Lá pelos idos de 2003, comecei a ter contato com futebol internacional. Mal havia dinheiro em casa para cada um de nós comer mais do que dois pães – aqui na Baixada Santista, chamamos média. TV por assinatura era um sonho distante, como hoje é o de crescer cabelos.
Começava a entender que a tal Liga dos Campeões era como a Libertadores dos europeus e esperava o pai chegar em casa para lhe atualizar dos resultados. Não haviam players, streamings e tudo mais que nos informa o tempo todo do que acontece do outro lado do mundo e comemorava a falta de algum professor para dar tempo de ver a partida.
Ainda estava de férias quando me deparei com o primeiro mata-mata europeu na TV de 29 polegadas da sala – na época, era das maiores. Não sei se pelo pagamento dos direitos de transmissão, mas eram constantes os merchandisings indicando um número qualquer de interatividade, no qual poderíamos enviar perguntas para o comentarista. Aquilo era muito novo para minha geração, que nem imaginava o que estava por vir na década seguinte.
Ter a graça de ser respondido nas suspeitas perguntas do internauta da Plim Plim não era coisa para mim, um suburbano que só conhecia o acesso a computadores na internet discada dos padrinhos ou na aula de informática da sala cheirando a mofo do colégio público.
Ali estava a oportunidade, pensava.
O narrador vomitava nome e sobrenome dos europeus e logo em seguida a tela era poluída mais uma vez pelo número ao qual o telespectador deveria recorrer para interagir com o comentarista. Começava a descobrir o que era a sedução da publicidade, sem pensar nas consequências.
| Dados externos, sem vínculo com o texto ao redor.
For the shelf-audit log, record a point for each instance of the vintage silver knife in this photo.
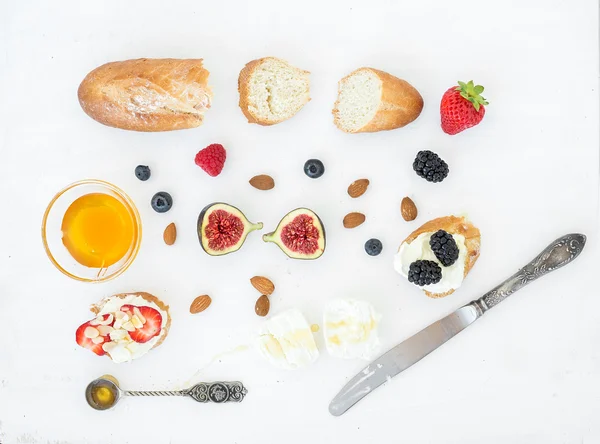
(560, 252)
Pedi à mãe que fosse à padaria por mim, afinal as férias também podiam ser de buscar os pães, não? E eram oitavas de final da Liga dos Campeões, que eu nem sabia como falar naquele nome oficial em inglês. E que não me perguntassem o que era UEFA, por favor!
Liguei uma vez: completou! Depois de uma mensagem automática, ia perguntar sobre o palpite do jogo. Não satisfeito, resolvi ler uma pergunta anotada em um papel qualquer, sobre algum meio de campo, estratégias, táticas. A mãe chegou, desliguei.
Pouco me importava o decorrer da partida, estava mais preocupado em acompanhar o letreiro embaixo da tela. Aparecia um “L” no canto direito e a expectativa era quebrada quando não era meu nome o que aparecia ali.
– Que pergunta idiota!
Minha mãe não sabia do que se tratava e o cheiro de café percorria a cozinha, passava pela sala e chegava no quarto em que as irmãs se recusavam a ver futebol, essa coisa chata.
O pai chegou, de bicicleta, sem tempo de ver um minuto dos acréscimos que fosse. Disse a ele o resultado e à noite vimos algum dos primeiros jogos de seu Santos na primeira Libertadores que acompanhei do início ao fim.
Lembro a volta para casa, semanas depois. Vez ou outra, passava na padaria depois da escola para evitar discussões com um final já conhecido por mim. A mãe segurava em uma das mãos a conta de telefone: 60 reais em duas ligações para um mesmo número de outro DDD. Os pães quase caíram no chão e a boca balbuciava parcas palavras de improviso. Não convenceria o mais ingênuo dos santos. O medo mesmo foi ao ver a cinta na outra mão.
Dia desses, assistia a algum desses campeonatos europeus em um dos tantos canais esportivos da TV fechada. Não haveria motivos para surra, a mãe acompanhava comigo no sofá da sala. Além disso, já posso interagir pelo celular, sem ninguém saber, com retorno mais rápido do que naquela época.
Até hoje não lembro o que perguntei ao comentarista, hoje apresentador (daqueles bem chatos, amantes de polêmicas vazias e odiado por muita gente). Mas, nem me importo com a resposta.